I’ll include a short excerpt, which speaks of how children are affected by military life and war, first starting with a little background on Marine wife Linda Bontempo Coleman.
Marine wife Linda Bontempo Coleman entered military life because, as she puts it, “I fell in love with my Marine!” It turns out that, before she courted her future husband, his youngest sister, who was one of Linda’s students, felt a need to play matchmaker. The clincher was when this well-meaning student showed Linda a photo of her big brother Larry in his Dress Blues. Linda shared, “If you have ever seen a photo of a Marine in his Dress Blues, you will understand!”
Linda and her Marine courted and were happily married in the church where Linda grew up, and they went on to have five children. Larry has served more than twenty-four years on active duty thus far. Linda stays connected with other military wives and her family as well. She remains grounded in her Faith through a variety of activities and clubs, including the CWOC and the MCCW-Worldwide. She says she keeps her sanity with “coffee, chocolate, prayer, Mass, coffee, wine, walking my dog, chocolate, coffee, talking with my younger sister, talking to Mom.” Possibly, not all in that order! Perhaps in moderation — or not! Linda smiled and added, “Let’s not forget about the occasional Ladies Night Out or coffee! Those feed my soul as well as my body!”
Reflecting on how her children are affected by military life, Linda said, “Children are affected by the frequent moving, the absence of the military parent, and the aftermath of post-traumatic stress disorder.” Linda pointed out that not all the problems are apparent or even visible. She explained, “One of the major issues affecting service members, veterans, and their families is the long-lasting impact of both visible and invisible wounds. The stress experienced by a child of a service member is often overlooked. These children face challenges and adversities that someone their age should not have to handle.”
On the bright side, though, there are beneficial traits that the children learn when living in a military family. Linda explained, “Military children learn to be resilient. They learn to make new friends no matter where they are.” This is a necessity, given the amount of moving they do. Linda observed that because of their unique lives, “I believe military kids learn to try new things. They learn that change is a part of life, but that there are consistencies even within the change.
“Thank God for our Faith!” No matter what the situation, “our faith and trust in God doesn’t change,” Linda points out. “My children have learned that there are Catholic churches everywhere — sometimes you just have to look a little harder to find one, but you can always find a Mass if you can access the Internet!”
So, what can we do? At Memorial Day time and hopefully afterward too, pray for these heroic families. When out and about, if you see someone in their military uniform or fatigues, don’t hesitate to stop to say, “Hello”and heartily thank them for their heroic service. I suggest moving a bit beyond your comfort zone and tell them that you will pray for them. You will most likely make their day! Please remember the entire military family in your prayers. I encourage you on Memorial Day to pray at least a decade of the Rosary for these often forgotten military families. Include them in your future prayers as well.

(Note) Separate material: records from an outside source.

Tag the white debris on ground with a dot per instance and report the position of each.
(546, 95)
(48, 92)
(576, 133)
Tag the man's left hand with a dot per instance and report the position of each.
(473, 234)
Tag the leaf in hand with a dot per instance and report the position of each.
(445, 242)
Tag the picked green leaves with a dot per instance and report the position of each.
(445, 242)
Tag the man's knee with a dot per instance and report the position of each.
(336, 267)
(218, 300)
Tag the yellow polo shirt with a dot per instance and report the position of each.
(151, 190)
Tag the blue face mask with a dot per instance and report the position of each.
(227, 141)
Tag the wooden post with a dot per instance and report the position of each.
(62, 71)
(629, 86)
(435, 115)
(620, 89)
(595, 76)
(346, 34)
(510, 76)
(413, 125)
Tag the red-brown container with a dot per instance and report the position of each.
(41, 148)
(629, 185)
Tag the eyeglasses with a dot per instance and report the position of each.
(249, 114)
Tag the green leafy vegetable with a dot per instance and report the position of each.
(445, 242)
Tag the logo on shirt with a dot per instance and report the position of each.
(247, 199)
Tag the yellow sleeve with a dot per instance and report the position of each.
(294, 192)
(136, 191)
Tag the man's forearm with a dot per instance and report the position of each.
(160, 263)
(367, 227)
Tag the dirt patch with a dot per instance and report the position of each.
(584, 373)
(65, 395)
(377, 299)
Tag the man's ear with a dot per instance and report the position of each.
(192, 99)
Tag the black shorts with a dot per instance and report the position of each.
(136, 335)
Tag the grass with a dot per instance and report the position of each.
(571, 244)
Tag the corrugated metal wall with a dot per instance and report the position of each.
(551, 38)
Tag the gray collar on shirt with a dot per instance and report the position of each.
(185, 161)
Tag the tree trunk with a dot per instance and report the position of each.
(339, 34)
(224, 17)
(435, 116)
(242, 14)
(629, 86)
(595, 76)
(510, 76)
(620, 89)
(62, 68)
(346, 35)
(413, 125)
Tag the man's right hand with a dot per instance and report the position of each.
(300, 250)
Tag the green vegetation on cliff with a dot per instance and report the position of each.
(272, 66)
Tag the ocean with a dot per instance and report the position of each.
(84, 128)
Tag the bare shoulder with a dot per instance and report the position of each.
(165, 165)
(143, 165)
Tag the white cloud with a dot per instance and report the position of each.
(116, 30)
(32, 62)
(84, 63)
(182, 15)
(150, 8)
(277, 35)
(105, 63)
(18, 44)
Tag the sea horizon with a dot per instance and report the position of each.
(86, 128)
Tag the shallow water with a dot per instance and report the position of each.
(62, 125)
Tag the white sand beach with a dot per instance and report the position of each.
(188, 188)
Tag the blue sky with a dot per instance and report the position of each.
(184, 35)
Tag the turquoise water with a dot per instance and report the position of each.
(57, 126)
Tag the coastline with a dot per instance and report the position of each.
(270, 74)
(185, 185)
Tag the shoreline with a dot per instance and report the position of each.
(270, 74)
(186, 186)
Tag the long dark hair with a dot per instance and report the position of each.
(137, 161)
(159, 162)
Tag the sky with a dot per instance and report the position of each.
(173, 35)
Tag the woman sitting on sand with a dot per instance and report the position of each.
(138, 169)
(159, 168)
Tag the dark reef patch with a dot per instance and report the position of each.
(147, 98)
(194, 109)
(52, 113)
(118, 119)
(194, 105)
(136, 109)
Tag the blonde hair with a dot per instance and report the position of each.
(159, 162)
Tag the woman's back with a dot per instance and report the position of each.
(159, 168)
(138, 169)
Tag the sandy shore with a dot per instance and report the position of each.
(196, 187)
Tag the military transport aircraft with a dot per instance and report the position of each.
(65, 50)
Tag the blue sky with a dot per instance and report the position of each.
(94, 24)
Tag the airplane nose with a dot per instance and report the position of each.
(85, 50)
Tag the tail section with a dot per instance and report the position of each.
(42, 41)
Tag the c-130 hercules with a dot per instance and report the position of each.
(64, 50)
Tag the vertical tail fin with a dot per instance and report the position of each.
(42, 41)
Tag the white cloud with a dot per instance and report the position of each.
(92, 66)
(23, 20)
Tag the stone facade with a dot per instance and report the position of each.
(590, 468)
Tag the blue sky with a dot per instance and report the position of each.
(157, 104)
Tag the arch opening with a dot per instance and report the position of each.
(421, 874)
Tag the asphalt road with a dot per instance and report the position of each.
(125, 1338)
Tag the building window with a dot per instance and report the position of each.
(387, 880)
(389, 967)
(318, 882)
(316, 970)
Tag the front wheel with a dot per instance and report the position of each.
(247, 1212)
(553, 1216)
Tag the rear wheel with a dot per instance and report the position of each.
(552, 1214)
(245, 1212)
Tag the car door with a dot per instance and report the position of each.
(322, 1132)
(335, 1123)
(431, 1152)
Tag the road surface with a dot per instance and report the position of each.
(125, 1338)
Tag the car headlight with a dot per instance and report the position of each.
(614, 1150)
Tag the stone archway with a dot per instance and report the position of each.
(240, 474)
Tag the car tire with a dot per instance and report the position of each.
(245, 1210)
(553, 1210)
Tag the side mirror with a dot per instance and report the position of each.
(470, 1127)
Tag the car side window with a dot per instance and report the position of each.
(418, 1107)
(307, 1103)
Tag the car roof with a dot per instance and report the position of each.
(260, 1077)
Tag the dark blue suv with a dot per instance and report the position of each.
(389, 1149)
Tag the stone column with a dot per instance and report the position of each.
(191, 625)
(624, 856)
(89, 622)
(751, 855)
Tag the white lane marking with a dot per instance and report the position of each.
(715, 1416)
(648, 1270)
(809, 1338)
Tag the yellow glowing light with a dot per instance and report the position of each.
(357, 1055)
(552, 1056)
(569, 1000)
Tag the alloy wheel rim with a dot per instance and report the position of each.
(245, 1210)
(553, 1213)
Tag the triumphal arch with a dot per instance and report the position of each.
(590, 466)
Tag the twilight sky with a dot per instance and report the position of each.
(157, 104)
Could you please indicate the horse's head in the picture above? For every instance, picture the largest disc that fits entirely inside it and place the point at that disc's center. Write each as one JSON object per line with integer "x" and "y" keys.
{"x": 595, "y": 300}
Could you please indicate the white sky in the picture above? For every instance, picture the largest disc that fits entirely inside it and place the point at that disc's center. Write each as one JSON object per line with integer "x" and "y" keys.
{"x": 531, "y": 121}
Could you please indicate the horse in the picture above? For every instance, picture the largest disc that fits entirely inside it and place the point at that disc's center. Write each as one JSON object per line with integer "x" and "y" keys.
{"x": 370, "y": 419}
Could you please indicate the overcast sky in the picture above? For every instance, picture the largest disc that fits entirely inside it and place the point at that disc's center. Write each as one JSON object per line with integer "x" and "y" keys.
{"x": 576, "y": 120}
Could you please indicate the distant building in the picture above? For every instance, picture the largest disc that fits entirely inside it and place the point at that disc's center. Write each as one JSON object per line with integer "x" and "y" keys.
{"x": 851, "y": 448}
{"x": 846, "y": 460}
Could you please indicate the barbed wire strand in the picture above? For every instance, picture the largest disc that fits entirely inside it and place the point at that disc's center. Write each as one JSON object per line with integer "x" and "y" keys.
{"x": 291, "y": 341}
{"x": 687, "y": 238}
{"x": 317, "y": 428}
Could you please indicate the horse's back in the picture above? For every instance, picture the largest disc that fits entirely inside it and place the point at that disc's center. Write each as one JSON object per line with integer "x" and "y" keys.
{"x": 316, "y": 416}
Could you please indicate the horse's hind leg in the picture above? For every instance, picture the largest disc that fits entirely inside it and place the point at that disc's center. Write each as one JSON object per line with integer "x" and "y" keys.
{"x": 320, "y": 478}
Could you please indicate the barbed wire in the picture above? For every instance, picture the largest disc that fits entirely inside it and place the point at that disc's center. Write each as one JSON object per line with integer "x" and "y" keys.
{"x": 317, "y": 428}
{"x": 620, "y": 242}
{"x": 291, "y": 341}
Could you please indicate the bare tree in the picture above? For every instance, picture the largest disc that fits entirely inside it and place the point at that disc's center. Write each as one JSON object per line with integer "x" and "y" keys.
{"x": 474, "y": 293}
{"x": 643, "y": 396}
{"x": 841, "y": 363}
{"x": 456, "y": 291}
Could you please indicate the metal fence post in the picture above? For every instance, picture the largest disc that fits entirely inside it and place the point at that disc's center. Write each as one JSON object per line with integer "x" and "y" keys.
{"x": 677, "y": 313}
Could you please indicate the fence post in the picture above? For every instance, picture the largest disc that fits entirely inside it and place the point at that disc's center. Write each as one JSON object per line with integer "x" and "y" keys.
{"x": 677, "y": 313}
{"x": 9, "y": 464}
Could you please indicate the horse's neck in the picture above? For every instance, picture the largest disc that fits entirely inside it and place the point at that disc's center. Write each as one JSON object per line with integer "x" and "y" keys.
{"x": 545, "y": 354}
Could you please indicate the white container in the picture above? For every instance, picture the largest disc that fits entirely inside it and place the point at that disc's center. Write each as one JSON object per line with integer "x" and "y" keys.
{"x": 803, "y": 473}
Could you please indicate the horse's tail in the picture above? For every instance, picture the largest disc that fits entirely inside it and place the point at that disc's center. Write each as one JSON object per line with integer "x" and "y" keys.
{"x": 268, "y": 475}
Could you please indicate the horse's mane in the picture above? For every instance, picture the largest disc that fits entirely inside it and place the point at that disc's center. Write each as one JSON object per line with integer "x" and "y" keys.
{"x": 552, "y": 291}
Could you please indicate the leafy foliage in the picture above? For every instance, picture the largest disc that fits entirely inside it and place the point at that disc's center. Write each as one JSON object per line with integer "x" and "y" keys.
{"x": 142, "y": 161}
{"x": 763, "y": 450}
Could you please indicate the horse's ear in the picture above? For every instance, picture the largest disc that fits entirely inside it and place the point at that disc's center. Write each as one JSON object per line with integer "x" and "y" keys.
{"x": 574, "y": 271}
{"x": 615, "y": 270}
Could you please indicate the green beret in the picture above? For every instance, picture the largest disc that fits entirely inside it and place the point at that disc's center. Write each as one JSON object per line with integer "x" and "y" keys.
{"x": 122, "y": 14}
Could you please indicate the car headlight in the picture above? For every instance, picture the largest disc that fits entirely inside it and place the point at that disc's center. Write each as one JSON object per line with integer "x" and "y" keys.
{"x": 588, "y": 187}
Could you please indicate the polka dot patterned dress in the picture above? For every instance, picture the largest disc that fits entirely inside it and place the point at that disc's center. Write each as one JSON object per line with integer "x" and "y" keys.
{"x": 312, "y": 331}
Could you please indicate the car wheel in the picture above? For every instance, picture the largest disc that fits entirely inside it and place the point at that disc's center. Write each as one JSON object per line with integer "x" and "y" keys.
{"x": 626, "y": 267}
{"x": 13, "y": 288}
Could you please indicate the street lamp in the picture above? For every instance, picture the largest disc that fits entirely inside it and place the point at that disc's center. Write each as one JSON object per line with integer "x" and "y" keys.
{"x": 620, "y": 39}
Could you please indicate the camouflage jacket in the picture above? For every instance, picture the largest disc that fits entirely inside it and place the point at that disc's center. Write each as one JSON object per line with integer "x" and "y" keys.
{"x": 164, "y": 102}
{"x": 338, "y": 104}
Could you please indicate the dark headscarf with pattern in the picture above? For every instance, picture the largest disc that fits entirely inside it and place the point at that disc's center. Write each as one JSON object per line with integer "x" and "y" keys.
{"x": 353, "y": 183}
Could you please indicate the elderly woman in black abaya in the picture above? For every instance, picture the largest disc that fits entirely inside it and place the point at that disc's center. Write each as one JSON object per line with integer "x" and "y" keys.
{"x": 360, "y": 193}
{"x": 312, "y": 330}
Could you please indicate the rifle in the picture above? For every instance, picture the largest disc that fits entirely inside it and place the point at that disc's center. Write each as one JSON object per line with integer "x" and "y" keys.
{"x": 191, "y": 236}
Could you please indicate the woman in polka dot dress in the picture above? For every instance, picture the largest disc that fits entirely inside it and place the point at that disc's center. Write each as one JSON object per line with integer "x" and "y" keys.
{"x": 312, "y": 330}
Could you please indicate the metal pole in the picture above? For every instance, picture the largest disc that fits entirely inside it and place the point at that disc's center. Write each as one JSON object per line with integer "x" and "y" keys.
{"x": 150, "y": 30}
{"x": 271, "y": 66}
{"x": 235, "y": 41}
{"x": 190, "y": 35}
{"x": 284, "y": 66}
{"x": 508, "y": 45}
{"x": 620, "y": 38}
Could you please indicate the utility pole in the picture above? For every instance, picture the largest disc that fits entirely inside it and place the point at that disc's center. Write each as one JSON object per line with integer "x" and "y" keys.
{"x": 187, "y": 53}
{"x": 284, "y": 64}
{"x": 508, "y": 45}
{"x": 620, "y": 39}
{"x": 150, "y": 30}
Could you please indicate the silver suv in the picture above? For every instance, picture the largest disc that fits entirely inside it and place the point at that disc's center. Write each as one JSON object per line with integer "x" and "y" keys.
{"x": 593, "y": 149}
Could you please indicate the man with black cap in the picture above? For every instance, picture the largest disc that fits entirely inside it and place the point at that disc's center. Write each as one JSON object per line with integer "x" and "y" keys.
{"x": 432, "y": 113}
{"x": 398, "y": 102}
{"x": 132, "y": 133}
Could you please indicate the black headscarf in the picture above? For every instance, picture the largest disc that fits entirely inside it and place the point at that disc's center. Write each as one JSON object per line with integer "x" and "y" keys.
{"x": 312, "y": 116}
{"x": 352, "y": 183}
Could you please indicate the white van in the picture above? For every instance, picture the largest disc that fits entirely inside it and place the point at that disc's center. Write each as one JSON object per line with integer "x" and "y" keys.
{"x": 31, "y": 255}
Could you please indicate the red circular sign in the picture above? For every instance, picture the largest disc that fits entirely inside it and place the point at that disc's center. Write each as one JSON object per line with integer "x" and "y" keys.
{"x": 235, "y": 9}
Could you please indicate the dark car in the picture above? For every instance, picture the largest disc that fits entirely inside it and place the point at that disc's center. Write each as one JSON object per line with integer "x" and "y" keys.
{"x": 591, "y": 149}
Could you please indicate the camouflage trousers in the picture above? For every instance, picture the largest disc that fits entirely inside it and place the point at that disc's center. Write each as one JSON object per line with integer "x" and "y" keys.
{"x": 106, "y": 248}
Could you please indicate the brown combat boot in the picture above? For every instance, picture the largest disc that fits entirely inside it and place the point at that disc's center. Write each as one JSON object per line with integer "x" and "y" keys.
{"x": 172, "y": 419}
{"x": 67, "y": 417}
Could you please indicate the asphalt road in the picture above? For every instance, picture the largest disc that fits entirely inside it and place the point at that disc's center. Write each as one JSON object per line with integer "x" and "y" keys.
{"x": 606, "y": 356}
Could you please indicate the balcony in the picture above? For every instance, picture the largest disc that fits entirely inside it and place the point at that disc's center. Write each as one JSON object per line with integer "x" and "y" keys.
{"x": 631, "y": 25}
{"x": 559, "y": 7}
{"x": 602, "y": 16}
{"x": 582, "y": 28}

As the Most Reverend Timothy P. Broglio, Archbishop for the Military Services, USA wrote in the foreword of my book,
“The reader will learn about real people and current situations. Even if you have no connection with the military you will learn what families and individuals sacrifice so that we can enjoy our way of life.”
That’s what we need to remember—their sacrifices enable us to enjoy our way of life. They deserve our prayers and help. May God bless each and every military family.